To celebrate this major milestone, today Widmer Brothers Brewing announced the first three beers in the anticipated 30 Beers for 30 Years Series, the brewery’s most ambitious effort to date and one of the most elaborate series of beer releases from a brewery in the United States. The three releases – Altbier, Weizenbier, and Hefewiezen – were the first three beers that the brothers brewed, and each represents one of the first three years of Widmer Brothers’ existence: 1984, 1985, and 1986, respectively.
The three beers each hold a huge place in Widmer Brothers’ history. Altbier was the first beer brewed and sold by Widmer Brewing Company. While development of the beer began in 1984, Altbier wasn’t actually released to the public until 1985 after the brothers brewed and dumped the first twelve batches. It’s a testament to Kurt and Rob’s commitment to quality; they wanted the beer to be just right, a value that’s evident in every Widmer Brothers beer and one that has helped drive the brewery’s success since the beginning.

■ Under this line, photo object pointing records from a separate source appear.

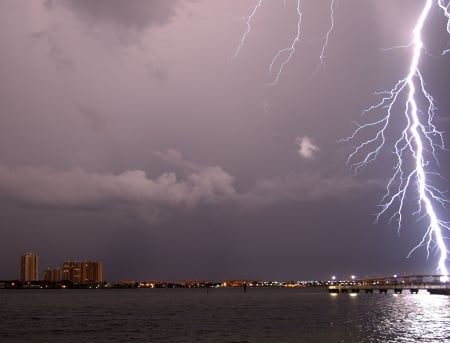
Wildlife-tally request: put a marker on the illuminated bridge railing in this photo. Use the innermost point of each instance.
(394, 284)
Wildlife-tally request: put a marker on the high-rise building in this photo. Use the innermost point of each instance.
(56, 275)
(48, 275)
(29, 267)
(87, 271)
(92, 271)
(72, 271)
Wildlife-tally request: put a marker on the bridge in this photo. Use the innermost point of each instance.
(394, 283)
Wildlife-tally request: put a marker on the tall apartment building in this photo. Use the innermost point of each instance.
(29, 267)
(92, 271)
(87, 271)
(56, 275)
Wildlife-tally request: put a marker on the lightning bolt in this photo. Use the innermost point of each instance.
(415, 149)
(289, 52)
(327, 36)
(248, 19)
(283, 56)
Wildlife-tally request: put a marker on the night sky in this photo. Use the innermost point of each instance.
(129, 135)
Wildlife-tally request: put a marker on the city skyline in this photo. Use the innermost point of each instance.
(136, 135)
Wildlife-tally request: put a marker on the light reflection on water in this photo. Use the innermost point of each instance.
(221, 315)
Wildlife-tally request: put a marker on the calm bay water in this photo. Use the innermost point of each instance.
(221, 315)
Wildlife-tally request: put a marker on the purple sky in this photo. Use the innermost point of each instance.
(128, 135)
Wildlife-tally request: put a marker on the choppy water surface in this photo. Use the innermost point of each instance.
(221, 315)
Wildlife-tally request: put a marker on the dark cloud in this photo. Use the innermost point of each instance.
(210, 173)
(136, 15)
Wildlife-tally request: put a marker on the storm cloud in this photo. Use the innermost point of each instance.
(129, 134)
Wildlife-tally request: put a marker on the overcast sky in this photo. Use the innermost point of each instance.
(130, 135)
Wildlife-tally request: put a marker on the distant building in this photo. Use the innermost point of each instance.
(56, 275)
(72, 271)
(29, 267)
(92, 271)
(78, 272)
(48, 275)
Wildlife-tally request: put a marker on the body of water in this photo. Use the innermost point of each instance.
(221, 315)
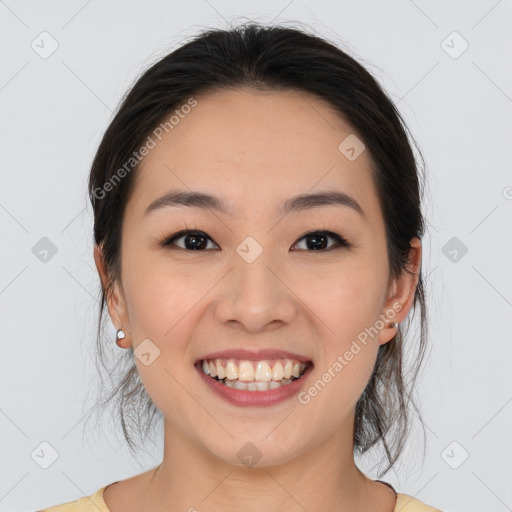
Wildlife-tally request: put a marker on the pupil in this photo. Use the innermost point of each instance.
(315, 239)
(195, 242)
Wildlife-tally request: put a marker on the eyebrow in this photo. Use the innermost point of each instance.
(295, 204)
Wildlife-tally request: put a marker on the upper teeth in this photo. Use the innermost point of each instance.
(248, 371)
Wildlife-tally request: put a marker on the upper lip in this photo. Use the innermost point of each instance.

As Kurt and Rob recall, to the beer drinking public in the mid-80s, there were essentially two styles of beer: dark- and light-colored beers. At the time, Altbier was considered too bold, too hoppy and too dark by some, so Kurt and Rob decided that they needed a lighter beer to both satisfy consumer demand and help grow the brewery. With an eye toward their German heritage, in 1985, they decided to start brewing a filtered wheat beer, Weizenbier.
The two brothers sold Altbier and Weizenbier exclusively until 1986 when the late owner of The Dublin Pub, Carl Simpson, asked if they would brew a third beer. Since they had limited resources and space, the request put Kurt and Rob in a tough position. To meet the request, they improvised, took an innovative approach and decided to leave a portion of their Weizenbier unfiltered and sell it as a Hefeweizen. Thus The Original American Hefeweizen was born, creating a completely new beer style that would become the brewery’s flagship and reshape the craft beer landscape.. The rest is history.
“Looking back at these three releases puts our early days and growth of Widmer Brothers Brewing since then in perspective,” said Rob Widmer. “Like many young entrepreneurs, we were flying by the seat of our pants, and it’s truly surreal to revisit that time in our lives when Altbier, Weizenbier, and Hefeweizen were our only three offerings. I suppose it’s an understatement to say we’ve come a long way.”
Each re-release in the 30 Beers for 30 Years series is brewed in small batches to original specifications from archived recipes drawn up on notebook paper in the 80s. While Kurt and Rob were meticulous about keeping records, they didn’t necessarily take the most detailed notes.
“For these initial few releases, we were literally working from pieces of notebook paper, cross-referencing notes from various brews to figure out exactly how Kurt and Rob were brewing these beers 30 years ago,” said Ben Dobler, Widmer Brothers innovation brewer, who helped spearhead the series. “It’s a real challenge to replicate the recipes perfectly, especially when we consider the imperfections that likely made these beers great at the time. But we’re working hard to maintain the original character, intent and quality of these beers, which were extraordinary for their time.”